Tailan é incisivo sobre a sua opinião contra o BRT. “Não queremos esse BRT porque não atende às demandas da periferia, não integra a periferia ao centro, não integra o trabalhador ao seu trabalho e por isso somos contra. E, além disso, nos pautamos no fato de que qualquer modelo de transporte urbano na cidade tem que vir acompanhado do diálogo, por aqueles que realmente precisam do transporte, que é a classe trabalhadora. Temos que pensar isso a partir de um plano diretor que não é qualquer plano diretor de desenvolvimento urbano, é um plano diretor participativo e popular. Não esse, de gabinete, de um grupo político, que quer sobrepor os interesses da maioria sobre os da classe trabalhadora”.

Ele também frisa a importância da questão ambiental: “Acreditamos que um modelo de cidade ideal está alinhado com o desenvolvimento e a preservação do meio ambiente. Defendemos a preservação das árvores centenárias por uma questão biológica, ecológica, histórica e cultural. São árvores que cresceram com o processo de formação da cidade e não podem ser renegadas por essa ideia de pseudo-progresso. Um progresso concentrado, elitista, que para existir precisa destruir e explorar .Temos um conjunto de pautas que estão amarradas num debate maior que é o debate sobre qual modelo queremos, qual modelo de cidade nós temos e qual o modelo de cidade nós podemos construir”, conclui.

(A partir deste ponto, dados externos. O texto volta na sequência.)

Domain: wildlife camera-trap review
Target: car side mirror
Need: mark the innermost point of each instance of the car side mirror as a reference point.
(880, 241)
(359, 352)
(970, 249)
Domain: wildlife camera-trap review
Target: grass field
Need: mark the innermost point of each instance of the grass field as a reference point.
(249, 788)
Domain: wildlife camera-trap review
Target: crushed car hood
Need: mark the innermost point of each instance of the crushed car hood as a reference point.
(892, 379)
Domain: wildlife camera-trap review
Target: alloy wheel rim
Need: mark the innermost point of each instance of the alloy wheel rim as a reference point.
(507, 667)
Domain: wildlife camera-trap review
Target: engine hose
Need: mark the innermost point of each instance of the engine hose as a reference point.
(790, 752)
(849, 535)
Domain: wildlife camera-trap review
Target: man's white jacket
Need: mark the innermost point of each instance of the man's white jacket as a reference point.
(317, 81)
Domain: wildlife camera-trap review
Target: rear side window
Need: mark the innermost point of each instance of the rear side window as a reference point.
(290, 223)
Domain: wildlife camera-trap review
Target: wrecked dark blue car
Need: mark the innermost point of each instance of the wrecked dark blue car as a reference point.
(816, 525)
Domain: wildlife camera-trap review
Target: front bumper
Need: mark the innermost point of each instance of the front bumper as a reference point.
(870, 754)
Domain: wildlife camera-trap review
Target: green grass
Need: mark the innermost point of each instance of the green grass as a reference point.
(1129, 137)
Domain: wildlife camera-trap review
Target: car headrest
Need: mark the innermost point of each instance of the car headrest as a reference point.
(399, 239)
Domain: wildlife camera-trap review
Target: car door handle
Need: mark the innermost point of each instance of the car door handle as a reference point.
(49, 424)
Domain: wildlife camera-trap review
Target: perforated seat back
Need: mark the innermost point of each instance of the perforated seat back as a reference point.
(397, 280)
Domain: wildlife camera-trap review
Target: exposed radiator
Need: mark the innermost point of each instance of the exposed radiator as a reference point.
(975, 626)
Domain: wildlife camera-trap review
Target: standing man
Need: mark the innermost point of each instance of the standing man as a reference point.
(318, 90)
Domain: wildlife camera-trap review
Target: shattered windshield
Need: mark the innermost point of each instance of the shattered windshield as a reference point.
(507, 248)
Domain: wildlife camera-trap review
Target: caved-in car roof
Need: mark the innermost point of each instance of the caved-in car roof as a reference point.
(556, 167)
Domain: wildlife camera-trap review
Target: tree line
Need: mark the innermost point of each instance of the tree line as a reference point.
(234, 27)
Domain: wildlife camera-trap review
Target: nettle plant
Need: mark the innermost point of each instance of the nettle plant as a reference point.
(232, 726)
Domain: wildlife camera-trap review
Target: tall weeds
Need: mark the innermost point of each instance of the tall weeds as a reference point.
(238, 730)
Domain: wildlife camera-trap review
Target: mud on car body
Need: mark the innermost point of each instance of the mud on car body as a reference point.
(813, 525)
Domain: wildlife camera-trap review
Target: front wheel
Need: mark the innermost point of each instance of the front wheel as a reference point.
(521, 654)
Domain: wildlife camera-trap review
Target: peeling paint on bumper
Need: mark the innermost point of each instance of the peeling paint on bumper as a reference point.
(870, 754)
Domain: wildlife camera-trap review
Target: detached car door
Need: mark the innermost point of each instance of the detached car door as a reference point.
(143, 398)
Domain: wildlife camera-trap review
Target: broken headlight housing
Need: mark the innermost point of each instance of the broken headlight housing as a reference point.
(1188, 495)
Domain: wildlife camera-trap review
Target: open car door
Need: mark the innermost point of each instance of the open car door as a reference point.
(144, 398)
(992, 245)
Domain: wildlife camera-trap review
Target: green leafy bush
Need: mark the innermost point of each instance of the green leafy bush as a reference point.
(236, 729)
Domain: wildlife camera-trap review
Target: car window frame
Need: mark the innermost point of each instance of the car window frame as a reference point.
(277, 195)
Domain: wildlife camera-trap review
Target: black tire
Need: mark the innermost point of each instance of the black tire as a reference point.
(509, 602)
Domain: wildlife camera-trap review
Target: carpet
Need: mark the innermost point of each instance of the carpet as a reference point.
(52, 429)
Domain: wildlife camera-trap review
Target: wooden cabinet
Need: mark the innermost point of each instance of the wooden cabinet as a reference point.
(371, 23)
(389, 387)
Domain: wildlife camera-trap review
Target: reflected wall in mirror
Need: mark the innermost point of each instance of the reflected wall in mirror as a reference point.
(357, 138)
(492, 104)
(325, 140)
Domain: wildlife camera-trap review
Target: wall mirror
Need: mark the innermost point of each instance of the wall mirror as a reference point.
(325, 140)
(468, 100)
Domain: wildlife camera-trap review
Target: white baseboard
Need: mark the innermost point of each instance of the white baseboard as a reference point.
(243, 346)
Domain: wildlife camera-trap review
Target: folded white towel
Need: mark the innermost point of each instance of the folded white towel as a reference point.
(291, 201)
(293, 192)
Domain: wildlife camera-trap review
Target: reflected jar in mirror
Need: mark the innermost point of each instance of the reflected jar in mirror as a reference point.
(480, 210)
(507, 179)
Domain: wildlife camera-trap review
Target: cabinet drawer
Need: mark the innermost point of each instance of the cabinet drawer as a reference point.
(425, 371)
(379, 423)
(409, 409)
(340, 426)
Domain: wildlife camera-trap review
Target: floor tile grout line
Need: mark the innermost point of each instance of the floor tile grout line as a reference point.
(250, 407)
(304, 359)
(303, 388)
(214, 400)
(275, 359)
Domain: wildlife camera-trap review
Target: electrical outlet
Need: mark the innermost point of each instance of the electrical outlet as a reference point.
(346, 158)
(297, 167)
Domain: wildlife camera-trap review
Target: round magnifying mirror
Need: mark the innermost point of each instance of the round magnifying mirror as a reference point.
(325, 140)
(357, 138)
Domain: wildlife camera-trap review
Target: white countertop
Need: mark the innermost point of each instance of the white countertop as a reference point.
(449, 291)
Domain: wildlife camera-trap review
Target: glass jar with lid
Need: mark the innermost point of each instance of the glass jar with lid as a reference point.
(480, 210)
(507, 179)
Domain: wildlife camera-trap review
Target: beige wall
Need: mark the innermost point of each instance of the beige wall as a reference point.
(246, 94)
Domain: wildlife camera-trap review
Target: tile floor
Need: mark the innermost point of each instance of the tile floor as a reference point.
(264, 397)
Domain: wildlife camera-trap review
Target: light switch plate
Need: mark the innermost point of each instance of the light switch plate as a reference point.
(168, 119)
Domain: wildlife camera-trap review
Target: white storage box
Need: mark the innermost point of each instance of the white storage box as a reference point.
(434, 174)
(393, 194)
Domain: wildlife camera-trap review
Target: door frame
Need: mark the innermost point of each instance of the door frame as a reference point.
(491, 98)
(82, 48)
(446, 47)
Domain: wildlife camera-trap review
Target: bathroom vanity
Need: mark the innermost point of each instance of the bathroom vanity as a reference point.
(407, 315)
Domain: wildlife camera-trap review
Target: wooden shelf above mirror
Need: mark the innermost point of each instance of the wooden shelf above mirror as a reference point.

Revoltada, sim. Louca, não.

Acampamento do BRT em Feira de Santana

A educadora social Ana Paula Duarte, de 28 anos, é outra ocupante do movimento contra o BRT. Ela conta que o que a levou a participar das discussões foi a insatisfação contra o poder público municipal de Feira de Santana. “O que me traz aqui é a completa insatisfação com o poder público municipal de Feira de Santana. Com um governo autoritário que não dialoga com a população, mas dialoga com a elite, com os grandes empresários. Um governo que constrói uma cidade para ricos e aglutina as periferias”.

Moradora do bairro Jardim Cruzeiro, Paula é feminista e pós-graduanda em políticas publicas de gênero e raça. Sua militância começou ainda na escola, no grêmio estudantil, passando por movimentos sociais: “Sou filha de trabalhadores, venho de um lugar que não chega nem a ser classe média. Talvez hoje até seja. Mas, antes, não chegava. Então me coloco nessa situação de filha da classe trabalhadora. Trabalho com ONG, com movimento social e essa militância está no meu trabalho. É uma militância para as minorias, pelo povo preto, crianças, indígenas, crianças da periferia, da favela, homossexuais, lésbicas, trans, e, principalmente, por ter uma história de vida de violência na minha família, pelas mulheres. Sobretudo pelas mulheres. Por isso eu vejo no feminismo um empoderamento. Eu me coloco nesse lugar e nesse lugar de povo oprimido. Eu transgrido esse lugar para fazer o meu grito, fazer a minha subversão, meu protesto”.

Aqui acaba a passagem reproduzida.